When they reached the station the train was just in sight, and Dorothy got down to await its arrival. Presently it snorted up composedly—trains do not hurry themselves on the single lines in the Eastern counties—and in due course deposited Ernest and his portmanteau.

“Hullo, Doll! so you have come to meet me. How are you, old girl?” and he embraced her on the platform.

“You shouldn’t, Ernest: I am too big to be kissed like a little girl, and in public too.”

“Big—h’m! Miss five feet nothing, and as for the public, I don’t see any.” The train had gone on, and the solitary porter had vanished with the portmanteau.

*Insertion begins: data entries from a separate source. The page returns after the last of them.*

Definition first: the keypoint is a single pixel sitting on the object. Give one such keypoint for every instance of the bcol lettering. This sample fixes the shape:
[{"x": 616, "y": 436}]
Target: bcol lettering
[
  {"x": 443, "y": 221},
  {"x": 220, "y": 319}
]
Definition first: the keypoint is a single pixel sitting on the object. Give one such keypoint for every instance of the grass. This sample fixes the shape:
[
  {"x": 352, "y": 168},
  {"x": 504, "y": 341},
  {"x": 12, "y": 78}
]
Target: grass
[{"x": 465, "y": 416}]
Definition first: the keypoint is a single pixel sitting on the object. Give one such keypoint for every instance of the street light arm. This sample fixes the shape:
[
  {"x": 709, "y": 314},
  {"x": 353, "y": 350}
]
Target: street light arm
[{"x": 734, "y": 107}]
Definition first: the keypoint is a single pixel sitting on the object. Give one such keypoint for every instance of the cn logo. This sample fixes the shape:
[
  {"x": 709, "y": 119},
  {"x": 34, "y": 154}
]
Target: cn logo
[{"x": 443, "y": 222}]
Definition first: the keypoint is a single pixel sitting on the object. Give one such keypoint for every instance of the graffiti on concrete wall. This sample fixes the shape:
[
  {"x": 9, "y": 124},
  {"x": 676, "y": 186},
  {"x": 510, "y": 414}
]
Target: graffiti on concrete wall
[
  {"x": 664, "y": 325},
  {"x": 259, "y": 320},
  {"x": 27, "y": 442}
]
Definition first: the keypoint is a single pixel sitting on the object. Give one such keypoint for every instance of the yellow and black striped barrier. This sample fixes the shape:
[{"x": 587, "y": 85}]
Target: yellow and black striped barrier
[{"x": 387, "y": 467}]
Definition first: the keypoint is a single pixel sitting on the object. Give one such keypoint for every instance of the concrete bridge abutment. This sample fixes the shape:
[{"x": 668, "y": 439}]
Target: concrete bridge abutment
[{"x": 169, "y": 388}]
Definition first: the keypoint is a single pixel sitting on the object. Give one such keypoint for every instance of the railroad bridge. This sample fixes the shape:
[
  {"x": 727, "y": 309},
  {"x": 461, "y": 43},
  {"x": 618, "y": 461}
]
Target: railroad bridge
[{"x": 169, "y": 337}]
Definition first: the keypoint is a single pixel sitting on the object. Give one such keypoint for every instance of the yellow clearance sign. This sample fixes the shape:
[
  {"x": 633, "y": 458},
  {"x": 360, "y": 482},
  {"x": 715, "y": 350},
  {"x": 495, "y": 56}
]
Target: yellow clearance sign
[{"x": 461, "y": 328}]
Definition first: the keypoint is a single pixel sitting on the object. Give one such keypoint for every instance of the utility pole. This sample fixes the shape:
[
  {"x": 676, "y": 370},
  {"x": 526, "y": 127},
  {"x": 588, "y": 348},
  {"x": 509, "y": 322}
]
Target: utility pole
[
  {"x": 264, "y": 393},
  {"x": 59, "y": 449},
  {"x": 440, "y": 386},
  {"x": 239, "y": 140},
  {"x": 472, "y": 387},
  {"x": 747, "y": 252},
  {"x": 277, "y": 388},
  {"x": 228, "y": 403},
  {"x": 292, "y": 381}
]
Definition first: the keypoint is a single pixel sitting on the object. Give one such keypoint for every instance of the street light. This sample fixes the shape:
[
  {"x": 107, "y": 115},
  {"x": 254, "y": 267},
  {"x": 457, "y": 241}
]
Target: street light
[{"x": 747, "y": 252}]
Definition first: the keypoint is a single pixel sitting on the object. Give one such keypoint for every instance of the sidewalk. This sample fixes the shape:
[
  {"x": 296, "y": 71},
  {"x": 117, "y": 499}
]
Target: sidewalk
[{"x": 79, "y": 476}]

“Well, there is no need for you to laugh at me for being small; it is not everybody who can be a May-pole, like you, or as broad as he is long, like Jeremy.”

An unearthly view halloo from this last-named personage, who had caught sight of Ernest through the door of the booking-office, put a stop to further controversy, and presently all three were driving back, each talking at the top of his or her voice.

At the door of Dum’s Ness they found Mr. Cardus apparently gazing abstractedly at the ocean, but in reality waiting to greet Ernest, to whom of late years he had grown greatly attached, though his reserve seldom allowed him to show it.

“Hullo, uncle, how are you? You look pretty fresh,” sang out that young gentleman before the cart had fairly come to a standstill.

“Very well, thank you, Ernest. I need not ask how you are. I am glad to see you back. You have come at a lucky moment, too, for the ‘Batemania Wallisii’ is in flower, and the ‘Grammatophyllum speciosum’ too. The last is splendid.”

“Ah,” said Ernest, deeply interested, for he had much of his uncle’s love for orchids, “let’s go and see them.”